In: Finance
You are bullish on Amazon and want to compare 3-month strategies of buying stock to buying call options. Currently Amazon stock is priced S0 = 2900, and 3-month call options with K=3000 cost c0 = 29 (per share). You have $2.9M to invest, so you can buy 1000 shares or go long calls on 100,000 shares. i] How much does AMZN need to increase over the 3-month period so that the calls are the better investment? ii] What is the risk of calls versus shares?
Deatils given in question as follows:
Amazon stock price $2900 , K = $3000, Premium or Cost of Call = $29 (Per Share), Investment amount $2.9 m
If an investor long call on 100,000 shares than outflow per share would be cost of call option i.e.; $29 per share
Strike price of the call option X = $3000
Total cost for the investor is $3000 + $ 29 = $3029 if stock price of Amazon moves above $3029 than it would be better investment for investor other wise there would be loss of premium as follows:
Case Stock Price (SP) after 3 months X Price Premium Total Cost (TC) NP (SP-TC )

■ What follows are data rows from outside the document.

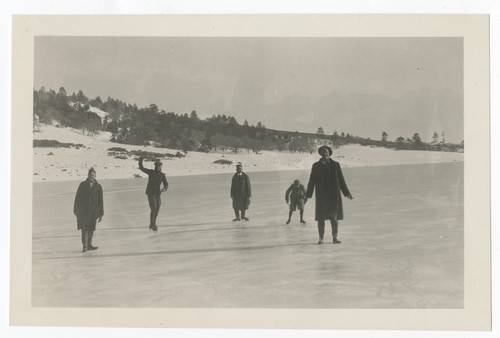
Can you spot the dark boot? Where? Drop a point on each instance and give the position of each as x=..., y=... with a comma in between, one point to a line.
x=84, y=240
x=335, y=230
x=89, y=243
x=243, y=215
x=237, y=214
x=321, y=231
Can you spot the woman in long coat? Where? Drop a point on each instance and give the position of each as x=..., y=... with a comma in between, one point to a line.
x=326, y=177
x=88, y=208
x=241, y=192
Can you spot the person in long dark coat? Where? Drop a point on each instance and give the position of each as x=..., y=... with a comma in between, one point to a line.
x=326, y=177
x=88, y=208
x=295, y=195
x=153, y=191
x=241, y=192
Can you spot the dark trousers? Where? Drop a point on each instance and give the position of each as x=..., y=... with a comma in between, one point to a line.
x=335, y=228
x=154, y=205
x=87, y=237
x=237, y=213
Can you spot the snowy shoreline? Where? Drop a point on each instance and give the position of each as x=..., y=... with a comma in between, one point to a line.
x=71, y=164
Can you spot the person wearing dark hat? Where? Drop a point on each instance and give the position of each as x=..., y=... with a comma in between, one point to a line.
x=88, y=208
x=241, y=192
x=295, y=195
x=327, y=179
x=153, y=191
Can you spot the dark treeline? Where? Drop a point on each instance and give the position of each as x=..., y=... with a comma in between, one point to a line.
x=129, y=124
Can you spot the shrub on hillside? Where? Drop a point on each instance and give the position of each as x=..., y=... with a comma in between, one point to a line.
x=55, y=144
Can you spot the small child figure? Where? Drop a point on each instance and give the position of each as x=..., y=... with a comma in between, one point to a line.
x=295, y=196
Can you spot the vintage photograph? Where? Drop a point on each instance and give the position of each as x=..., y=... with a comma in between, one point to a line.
x=301, y=172
x=167, y=171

Case 1 $3000 $3000 $29 $3029 -$29
Case 2 $3015 $3000 $29 $3029 -$14
Case 3 $3100 $3000 $29 $3029 $71
Risk in Investing call option:
Risk in investing call option are more as compared to stock due to following reason:
a. If call option does not excersice than entire premium of call option is wiped out. In the above example if stock price after 3 months if Amazon does not cross $3000 than entire premium would be lost by investor.
b. In stock you can take delivery and hold the same but in call option it expire after particular time say in the above example after 3 months if call option not turn out to be In the money (means profitable to investor) than entire premium wiped out and loss for the investor.